Since this data is deposited at the Internet Archive you can use the Internet Archive’s API to examine how the data has grown over time. The data itself is not available to the general public outside of the Wayback Machine. But any member of the public is able to view the metadata for each item, where an item is a set of WARC data delivered from the ArchiveTeam to the Internet Archive. I’ve documented this process in a Jupyter notebook if you are interested in the details, but here is a resulting graph of the ingest rate per month:
For now let’s set aside the ethical questions raised by Tumblr’s decision to purge their site, and ArchiveTeam’s response to unilaterally archive the at risk Tumblr content for perpetuity without with the content creator’s consent. These are important questions, and are a big part of what I’m concerned with in my own research, but they aren’t really the focus of this post. Instead what I wanted to emphasize is that the different shapes of web archives extend outside of their technical architectures and into the forms of labor that they make possible, or are made possible by, and that the assemblages of technology. We can think about this as usability, collaboration, or crowdsourcing, but ultimately these amount to different types of labor.

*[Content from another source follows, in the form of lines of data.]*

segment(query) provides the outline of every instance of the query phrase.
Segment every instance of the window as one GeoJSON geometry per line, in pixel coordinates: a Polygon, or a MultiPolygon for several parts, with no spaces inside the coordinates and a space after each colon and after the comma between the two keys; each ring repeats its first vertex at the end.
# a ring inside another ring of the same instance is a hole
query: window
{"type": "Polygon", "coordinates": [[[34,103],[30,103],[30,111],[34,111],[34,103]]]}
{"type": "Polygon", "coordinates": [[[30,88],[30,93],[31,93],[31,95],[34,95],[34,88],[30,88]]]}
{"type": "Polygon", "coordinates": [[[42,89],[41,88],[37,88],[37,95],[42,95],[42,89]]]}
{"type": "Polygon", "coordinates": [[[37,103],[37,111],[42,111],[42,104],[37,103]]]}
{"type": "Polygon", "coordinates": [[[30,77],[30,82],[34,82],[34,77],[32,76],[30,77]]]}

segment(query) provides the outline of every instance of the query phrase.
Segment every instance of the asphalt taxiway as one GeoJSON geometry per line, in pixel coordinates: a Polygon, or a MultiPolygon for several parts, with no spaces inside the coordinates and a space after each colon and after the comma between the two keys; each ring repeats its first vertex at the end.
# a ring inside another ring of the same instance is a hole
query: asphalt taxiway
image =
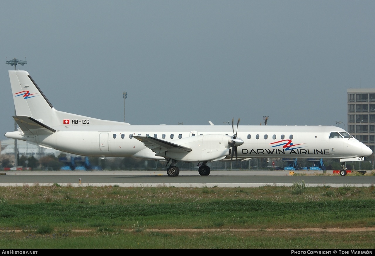
{"type": "MultiPolygon", "coordinates": [[[[311,174],[312,171],[296,172],[311,174]]],[[[322,172],[320,172],[321,173],[322,172]]],[[[308,175],[292,176],[284,171],[212,171],[201,176],[197,171],[180,171],[170,177],[165,171],[7,171],[0,175],[0,186],[49,186],[54,183],[72,186],[118,185],[122,187],[175,186],[227,187],[260,187],[271,185],[291,186],[302,180],[309,186],[362,187],[373,186],[375,176],[308,175]]],[[[332,174],[332,171],[327,171],[332,174]]]]}

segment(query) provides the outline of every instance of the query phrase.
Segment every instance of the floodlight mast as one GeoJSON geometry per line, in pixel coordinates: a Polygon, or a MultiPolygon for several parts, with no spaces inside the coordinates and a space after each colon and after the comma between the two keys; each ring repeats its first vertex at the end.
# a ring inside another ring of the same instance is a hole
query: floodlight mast
{"type": "MultiPolygon", "coordinates": [[[[19,64],[21,66],[23,66],[25,64],[27,64],[26,61],[26,57],[25,57],[25,60],[21,61],[20,60],[17,60],[16,58],[12,59],[10,61],[6,60],[6,57],[5,58],[5,63],[7,65],[10,65],[11,66],[14,66],[14,70],[16,70],[16,66],[17,64],[19,64]]],[[[16,113],[16,107],[14,107],[14,115],[16,116],[17,113],[16,113]]],[[[14,121],[14,131],[17,131],[17,123],[15,120],[14,121]]],[[[17,140],[14,140],[14,167],[17,169],[17,167],[18,165],[18,150],[17,149],[17,140]]]]}

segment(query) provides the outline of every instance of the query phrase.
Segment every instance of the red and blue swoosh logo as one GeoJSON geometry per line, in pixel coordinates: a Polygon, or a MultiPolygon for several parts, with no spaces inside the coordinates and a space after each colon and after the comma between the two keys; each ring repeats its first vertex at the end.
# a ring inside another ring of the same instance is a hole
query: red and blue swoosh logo
{"type": "Polygon", "coordinates": [[[16,97],[17,96],[22,96],[23,97],[24,99],[29,99],[30,98],[38,96],[38,95],[34,95],[34,94],[37,94],[33,93],[30,94],[30,92],[28,91],[22,91],[22,92],[16,92],[14,94],[14,95],[15,95],[14,97],[16,97]],[[16,94],[18,94],[18,95],[16,95],[16,94]],[[31,96],[32,95],[34,95],[34,96],[31,96]]]}
{"type": "Polygon", "coordinates": [[[299,149],[301,147],[296,147],[296,146],[298,146],[298,145],[303,145],[304,143],[293,144],[292,143],[291,140],[279,140],[278,141],[270,143],[269,144],[272,145],[272,144],[276,144],[276,143],[279,144],[278,144],[277,145],[273,146],[271,146],[271,147],[275,147],[282,146],[283,148],[285,149],[285,150],[292,150],[292,149],[299,149]]]}

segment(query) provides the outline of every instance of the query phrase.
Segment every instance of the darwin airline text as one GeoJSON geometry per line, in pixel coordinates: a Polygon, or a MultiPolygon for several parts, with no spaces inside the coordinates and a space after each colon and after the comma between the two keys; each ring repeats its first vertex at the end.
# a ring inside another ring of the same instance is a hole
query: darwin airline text
{"type": "Polygon", "coordinates": [[[329,155],[329,149],[290,149],[285,152],[285,149],[242,149],[242,153],[256,154],[263,155],[329,155]]]}

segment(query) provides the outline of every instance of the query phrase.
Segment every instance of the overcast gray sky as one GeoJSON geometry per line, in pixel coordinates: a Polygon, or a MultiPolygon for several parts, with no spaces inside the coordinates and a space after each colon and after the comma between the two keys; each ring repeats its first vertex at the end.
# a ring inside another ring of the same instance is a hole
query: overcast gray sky
{"type": "Polygon", "coordinates": [[[336,125],[375,85],[374,1],[17,1],[0,8],[0,139],[15,57],[58,110],[131,124],[336,125]]]}

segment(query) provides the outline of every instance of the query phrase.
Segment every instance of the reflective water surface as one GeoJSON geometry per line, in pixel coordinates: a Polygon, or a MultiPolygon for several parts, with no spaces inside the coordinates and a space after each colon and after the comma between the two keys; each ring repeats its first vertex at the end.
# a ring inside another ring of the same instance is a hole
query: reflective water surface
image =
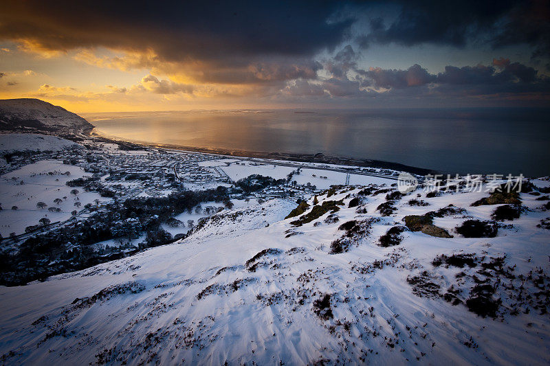
{"type": "Polygon", "coordinates": [[[450,172],[550,174],[547,109],[270,110],[84,115],[102,134],[188,147],[327,155],[450,172]]]}

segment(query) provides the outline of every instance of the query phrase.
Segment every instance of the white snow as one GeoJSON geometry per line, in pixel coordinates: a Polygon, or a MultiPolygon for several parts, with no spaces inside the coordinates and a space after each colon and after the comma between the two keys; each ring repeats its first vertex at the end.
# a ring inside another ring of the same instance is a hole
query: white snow
{"type": "MultiPolygon", "coordinates": [[[[547,314],[531,308],[512,315],[516,300],[503,295],[501,318],[483,318],[464,305],[417,296],[407,282],[426,271],[441,293],[456,284],[458,297],[465,299],[470,275],[483,277],[481,266],[432,264],[439,254],[461,252],[485,260],[505,255],[515,277],[502,281],[515,288],[520,275],[538,268],[547,273],[550,235],[536,227],[548,216],[538,208],[545,201],[522,194],[529,211],[505,222],[512,227],[500,228],[496,238],[465,238],[453,228],[468,218],[488,220],[496,207],[470,206],[485,194],[428,198],[419,190],[398,201],[394,215],[381,217],[376,209],[385,194],[362,197],[366,214],[347,208],[360,190],[318,197],[320,203],[343,200],[336,223],[323,222],[327,213],[295,227],[296,218],[283,218],[296,203],[272,200],[224,210],[180,242],[45,282],[1,288],[0,353],[10,354],[11,363],[28,364],[550,362],[547,314]],[[408,205],[417,194],[430,205],[408,205]],[[466,212],[435,224],[454,238],[406,231],[398,246],[377,245],[405,215],[449,204],[466,212]],[[346,253],[329,253],[344,233],[342,223],[369,218],[378,220],[370,234],[346,253]],[[469,274],[463,280],[456,276],[461,271],[469,274]],[[325,294],[333,316],[324,319],[315,301],[325,294]]],[[[522,282],[533,298],[541,290],[522,282]]]]}
{"type": "Polygon", "coordinates": [[[25,227],[38,225],[38,220],[43,217],[52,222],[63,221],[71,218],[73,210],[80,211],[87,203],[94,204],[96,199],[100,202],[107,201],[97,193],[65,185],[68,181],[91,175],[80,167],[56,160],[43,160],[2,175],[0,203],[3,209],[0,211],[0,233],[4,238],[10,233],[23,233],[25,227]],[[72,194],[74,189],[79,193],[72,194]],[[54,203],[56,198],[60,198],[62,202],[54,203]],[[77,201],[81,204],[80,208],[74,206],[77,201]],[[38,208],[38,202],[43,202],[47,207],[38,208]],[[17,209],[11,209],[12,206],[16,206],[17,209]],[[61,211],[50,212],[50,207],[60,208],[61,211]]]}
{"type": "Polygon", "coordinates": [[[14,151],[59,151],[69,148],[81,148],[76,142],[49,135],[10,133],[0,135],[0,154],[14,151]]]}

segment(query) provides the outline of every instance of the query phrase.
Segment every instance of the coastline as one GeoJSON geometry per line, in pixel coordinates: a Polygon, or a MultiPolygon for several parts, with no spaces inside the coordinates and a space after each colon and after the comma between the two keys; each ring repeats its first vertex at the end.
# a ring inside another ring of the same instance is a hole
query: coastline
{"type": "Polygon", "coordinates": [[[318,163],[323,164],[333,164],[338,165],[349,165],[349,166],[360,166],[365,168],[374,168],[378,169],[389,169],[392,170],[403,171],[413,174],[426,175],[426,174],[448,174],[448,172],[443,172],[441,170],[436,170],[434,169],[428,169],[424,168],[419,168],[415,166],[407,165],[400,163],[395,163],[392,161],[384,161],[382,160],[368,159],[358,159],[345,157],[332,157],[325,155],[322,153],[316,154],[296,154],[288,152],[265,152],[260,151],[250,151],[240,149],[224,149],[224,148],[200,148],[195,146],[184,146],[181,145],[175,145],[170,144],[154,144],[148,141],[132,141],[126,140],[118,137],[117,136],[108,135],[98,132],[96,128],[82,131],[82,134],[87,137],[99,139],[105,141],[105,142],[111,142],[117,144],[132,144],[140,146],[146,146],[150,148],[166,148],[170,150],[177,150],[181,151],[189,151],[194,152],[203,152],[206,154],[212,154],[216,155],[239,157],[250,157],[256,159],[266,159],[274,160],[282,160],[286,161],[296,161],[300,163],[318,163]]]}

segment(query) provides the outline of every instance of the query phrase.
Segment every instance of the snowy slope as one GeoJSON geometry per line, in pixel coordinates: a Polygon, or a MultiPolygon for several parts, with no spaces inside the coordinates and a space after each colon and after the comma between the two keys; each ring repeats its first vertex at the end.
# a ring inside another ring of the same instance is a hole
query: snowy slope
{"type": "Polygon", "coordinates": [[[21,121],[38,121],[43,127],[85,130],[94,126],[79,115],[38,99],[0,100],[0,123],[10,127],[21,121]]]}
{"type": "Polygon", "coordinates": [[[180,242],[43,283],[0,288],[2,361],[550,362],[550,319],[539,305],[548,306],[550,235],[536,226],[549,216],[540,208],[547,201],[522,194],[528,211],[520,218],[503,222],[495,238],[467,238],[453,228],[468,218],[490,219],[497,206],[470,206],[485,194],[427,198],[419,190],[382,216],[377,207],[386,193],[360,192],[318,197],[319,205],[342,201],[332,220],[327,212],[297,227],[292,222],[299,218],[283,218],[296,204],[274,200],[211,216],[180,242]],[[349,208],[355,198],[359,205],[349,208]],[[411,206],[413,198],[429,205],[411,206]],[[454,238],[406,231],[399,245],[377,244],[406,215],[449,204],[465,211],[434,223],[454,238]],[[348,237],[338,227],[352,220],[363,229],[348,237]],[[353,239],[348,251],[331,254],[331,243],[342,237],[353,239]],[[471,254],[472,266],[432,264],[452,253],[471,254]],[[495,319],[463,304],[476,284],[496,288],[502,305],[495,319]],[[446,293],[463,302],[452,305],[446,293]]]}
{"type": "Polygon", "coordinates": [[[96,192],[85,192],[81,187],[77,190],[78,194],[72,194],[74,187],[65,184],[72,179],[91,176],[80,167],[63,164],[56,160],[43,160],[0,176],[2,193],[0,203],[3,209],[0,210],[0,234],[7,238],[10,233],[23,233],[25,227],[38,225],[38,220],[43,217],[52,222],[68,220],[73,210],[81,209],[74,206],[77,201],[83,208],[95,200],[108,201],[96,192]],[[56,198],[62,201],[56,203],[56,198]],[[47,206],[38,208],[36,207],[38,202],[47,206]],[[17,209],[10,209],[13,206],[17,209]],[[49,207],[60,211],[50,212],[49,207]]]}
{"type": "Polygon", "coordinates": [[[49,135],[34,133],[0,135],[0,155],[14,151],[59,151],[81,147],[76,142],[49,135]]]}

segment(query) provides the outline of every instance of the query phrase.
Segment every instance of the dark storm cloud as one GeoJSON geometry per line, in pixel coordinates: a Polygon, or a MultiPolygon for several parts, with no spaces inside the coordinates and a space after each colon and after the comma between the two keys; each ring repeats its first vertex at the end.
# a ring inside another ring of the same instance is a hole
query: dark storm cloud
{"type": "Polygon", "coordinates": [[[329,23],[325,1],[8,1],[0,38],[47,49],[151,48],[165,60],[311,55],[342,40],[351,20],[329,23]]]}
{"type": "Polygon", "coordinates": [[[376,67],[367,71],[360,70],[359,72],[371,79],[377,88],[384,89],[418,87],[432,82],[436,78],[435,76],[430,74],[419,65],[413,65],[406,70],[376,67]]]}
{"type": "Polygon", "coordinates": [[[529,45],[534,56],[550,53],[550,6],[547,1],[463,0],[460,1],[395,1],[401,10],[385,23],[380,17],[360,35],[362,47],[396,43],[423,43],[461,47],[469,42],[488,43],[494,48],[529,45]]]}
{"type": "Polygon", "coordinates": [[[493,66],[457,67],[446,66],[438,74],[430,73],[419,65],[406,70],[353,69],[353,80],[346,75],[327,80],[299,80],[284,91],[287,95],[324,98],[421,98],[451,100],[452,98],[548,99],[550,79],[536,70],[508,59],[495,59],[493,66]],[[374,89],[373,89],[374,88],[374,89]],[[380,90],[383,89],[383,90],[380,90]]]}
{"type": "Polygon", "coordinates": [[[176,93],[192,93],[193,88],[190,85],[186,85],[174,82],[164,79],[159,80],[157,78],[148,75],[142,79],[141,84],[146,89],[157,94],[175,94],[176,93]]]}

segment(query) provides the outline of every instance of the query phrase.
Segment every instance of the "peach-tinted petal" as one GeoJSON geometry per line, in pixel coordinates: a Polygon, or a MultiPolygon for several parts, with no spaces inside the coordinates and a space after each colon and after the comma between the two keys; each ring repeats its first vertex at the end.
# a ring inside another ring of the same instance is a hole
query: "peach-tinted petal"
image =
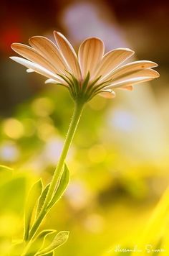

Allow me to close this meandering blog post by connecting the discussion of archival shapes back to archives. In his genealogical exploration of the development of the Records Continuum model Frank Upward suggests that the idea of the records continuum sits atop the foundation Australian recordkeeping established by Ian Maclean (Upward, 1994 ; Maclean, 1959). According to Upward, Maclean broke with the (at the time) established Jenkinsonian idea that archival records accrue as part of natural processes. For Jenkinson the archivist is an impartial actor who merely cares for the records that have been generated as part of the functioning of some administrative body. Upward saw that Maclean returned to an older conception of archival records found in the so called Dutch Manual (Muller:2003?), where archival records are created or produced. Archival records aren’t simply collected but created, and made to be archival. In this view the archivist plays a significant role in that creative process, and is not a neutral, unbiased participant.
I mention this here just as a personal place holder for a larger discussion. Sometimes web resources are published in such a way that reflects archival thinking. For example Wikipedia’s publishing of the version history of an article. Or when a blog post is published with a permalink that makes it easier to cite, and move about on the web. But sometimes (most of the time) web resources are published without thinking about the archive at all. But these resources are made archival by placing them into an archival context, such as Google Cache or Pinterest mentioned above. The mechanics of this placement (which let’s be honest is really a type of creation) are significant to the study of archival shapes on the web.